Fission Uranium Corp. is closing in on a landmark deal with a Chinese company that would represent China’s first direct investment into a Canadian uranium firm.
Fission and state-owned CGN Mining Company Ltd. have signed a letter of intent for CGN to acquire a 19.9 per cent stake in Fission for $82.2 million. The two sides also plan to enter an offtake agreement in which CGN would buy uranium output from Fission’s Patterson Lake South (PLS) property in Saskatchewan.
Companies often sign letters of intent that never turn into firm deals, but Fission chief executive Dev Randhawa said it is “highly likely” this transaction will close next month. CGN announced the deal publicly on Monday, and it put the money in trust with Fission’s lawyers, he added.
CGN is controlled by China General Nuclear Power Corp., one of China’s two giant nuclear power firms. The company raised US$3.2 billion in an initial public offering last year, and is involved in many clean energy ventures.
“You can’t pick a better partner on the world stage when it comes to utilities than CGN,” Randhawa said in an interview.
Kelowna, B.C.-based Fission has said for months that it wants to get an investment from a Chinese partner. Randhawa does not want to sell his company while the uranium market is so depressed, and this investment means he will not have to return to the market for cash over the next two or three years.
The talks between Fission and CGN have gone on for a few years, but they began to heat up in the summer of 2014. Fission’s adviser, GMP Securities, warned the company that it would take a long time to get a deal done, according to Randhawa. The Chinese tend to be very deliberate negotiators, and new anti-corruption laws also slowed the process down.

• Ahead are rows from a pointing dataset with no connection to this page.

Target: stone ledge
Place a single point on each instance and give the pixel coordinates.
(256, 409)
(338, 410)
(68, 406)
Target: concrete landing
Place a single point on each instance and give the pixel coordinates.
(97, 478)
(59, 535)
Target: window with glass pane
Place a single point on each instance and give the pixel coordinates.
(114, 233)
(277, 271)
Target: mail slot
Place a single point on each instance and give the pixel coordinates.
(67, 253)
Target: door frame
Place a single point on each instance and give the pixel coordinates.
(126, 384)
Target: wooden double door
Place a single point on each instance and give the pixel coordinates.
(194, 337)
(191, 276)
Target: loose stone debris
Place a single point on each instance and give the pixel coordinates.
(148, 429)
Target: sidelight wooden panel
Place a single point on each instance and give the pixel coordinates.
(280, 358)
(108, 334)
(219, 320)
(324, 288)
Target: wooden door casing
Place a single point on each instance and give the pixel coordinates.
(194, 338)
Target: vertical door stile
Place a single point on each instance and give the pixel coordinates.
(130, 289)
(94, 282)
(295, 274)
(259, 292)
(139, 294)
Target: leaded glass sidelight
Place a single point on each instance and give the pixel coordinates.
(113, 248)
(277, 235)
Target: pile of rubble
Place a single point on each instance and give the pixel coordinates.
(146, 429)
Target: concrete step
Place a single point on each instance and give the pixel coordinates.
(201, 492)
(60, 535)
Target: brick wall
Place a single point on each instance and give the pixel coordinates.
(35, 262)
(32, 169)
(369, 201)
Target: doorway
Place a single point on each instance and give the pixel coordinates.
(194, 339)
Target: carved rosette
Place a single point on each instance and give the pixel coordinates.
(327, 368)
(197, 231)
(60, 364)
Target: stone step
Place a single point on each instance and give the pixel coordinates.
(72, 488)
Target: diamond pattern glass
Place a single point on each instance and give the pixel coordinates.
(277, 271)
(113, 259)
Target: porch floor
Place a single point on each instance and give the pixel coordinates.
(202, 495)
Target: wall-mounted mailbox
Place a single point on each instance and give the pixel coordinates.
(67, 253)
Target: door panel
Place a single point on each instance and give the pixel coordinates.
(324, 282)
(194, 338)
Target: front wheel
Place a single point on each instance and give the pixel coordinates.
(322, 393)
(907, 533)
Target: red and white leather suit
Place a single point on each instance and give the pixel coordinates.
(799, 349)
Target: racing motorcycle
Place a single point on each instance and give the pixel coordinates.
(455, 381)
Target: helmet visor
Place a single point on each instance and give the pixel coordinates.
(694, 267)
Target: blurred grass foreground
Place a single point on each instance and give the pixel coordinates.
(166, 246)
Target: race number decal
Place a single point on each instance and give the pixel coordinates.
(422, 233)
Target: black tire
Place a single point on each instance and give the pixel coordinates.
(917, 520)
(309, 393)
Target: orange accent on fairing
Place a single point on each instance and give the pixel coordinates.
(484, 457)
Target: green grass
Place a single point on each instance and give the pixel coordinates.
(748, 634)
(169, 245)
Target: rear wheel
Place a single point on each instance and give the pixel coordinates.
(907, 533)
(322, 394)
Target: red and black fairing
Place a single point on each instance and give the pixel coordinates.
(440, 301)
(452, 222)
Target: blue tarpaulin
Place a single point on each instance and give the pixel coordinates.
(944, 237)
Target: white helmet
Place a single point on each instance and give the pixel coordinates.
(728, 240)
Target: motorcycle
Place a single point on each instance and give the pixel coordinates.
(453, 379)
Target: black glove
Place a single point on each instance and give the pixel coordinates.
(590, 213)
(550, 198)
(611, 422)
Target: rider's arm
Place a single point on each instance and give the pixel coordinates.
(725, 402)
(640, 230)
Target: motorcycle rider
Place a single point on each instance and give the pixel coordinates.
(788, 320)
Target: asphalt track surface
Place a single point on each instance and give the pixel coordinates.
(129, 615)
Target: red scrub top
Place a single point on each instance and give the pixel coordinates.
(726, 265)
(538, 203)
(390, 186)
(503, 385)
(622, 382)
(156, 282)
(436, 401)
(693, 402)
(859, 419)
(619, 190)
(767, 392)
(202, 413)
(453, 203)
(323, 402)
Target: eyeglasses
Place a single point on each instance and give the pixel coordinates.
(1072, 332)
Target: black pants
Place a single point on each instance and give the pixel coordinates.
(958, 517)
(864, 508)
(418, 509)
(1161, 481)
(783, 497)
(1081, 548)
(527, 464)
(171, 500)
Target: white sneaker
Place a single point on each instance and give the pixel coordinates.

China is keen to source future uranium supplies, because the country is in the midst of a massive nuclear power build-out to support its economy. China currently has 21 nuclear reactors under construction and 43 more that are planned, according to the World Nuclear Association. No other country has more than nine reactors under construction.
This investment would not violate the foreign investment restrictions on Canada’s uranium sector. Foreign companies are not allowed to own more than 49 per cent of a uranium mine in Canada, unless they cannot find a Canadian partner or they get federal government approval. They can own 100 per cent of an exploration company like Fission.
Fission’s PLS project is one of the best new uranium finds in Saskatchewan’s Athabasca Basin in decades. In September, the company released an economic study suggesting the project could produce more than seven million pounds of uranium a year at low operating costs of US$14 a pound.
Despite the promise, Fission is having a very turbulent year. The company’s proposed merger with Denison Mines Corp. fell apart after it failed to get enough shareholder support. The company also faced a proxy battle from Jim Gifford, a frustrated investor who wanted to replace the board with a new slate of directors. (He later withdrew his proposal.)
Fission shares have fallen sharply alongside other junior uranium stocks. The whole sector has been under a black cloud since the Fukushima disaster in March 2011. The spot uranium price is currently US$33.50 a pound, according to TradeTech. It was above US$60 prior to Fukushima.
Randhawa said he is hopeful that Fission’s share price will perform better once the CGN deal closes and investors realize it will not have to return to the market for cash anytime soon.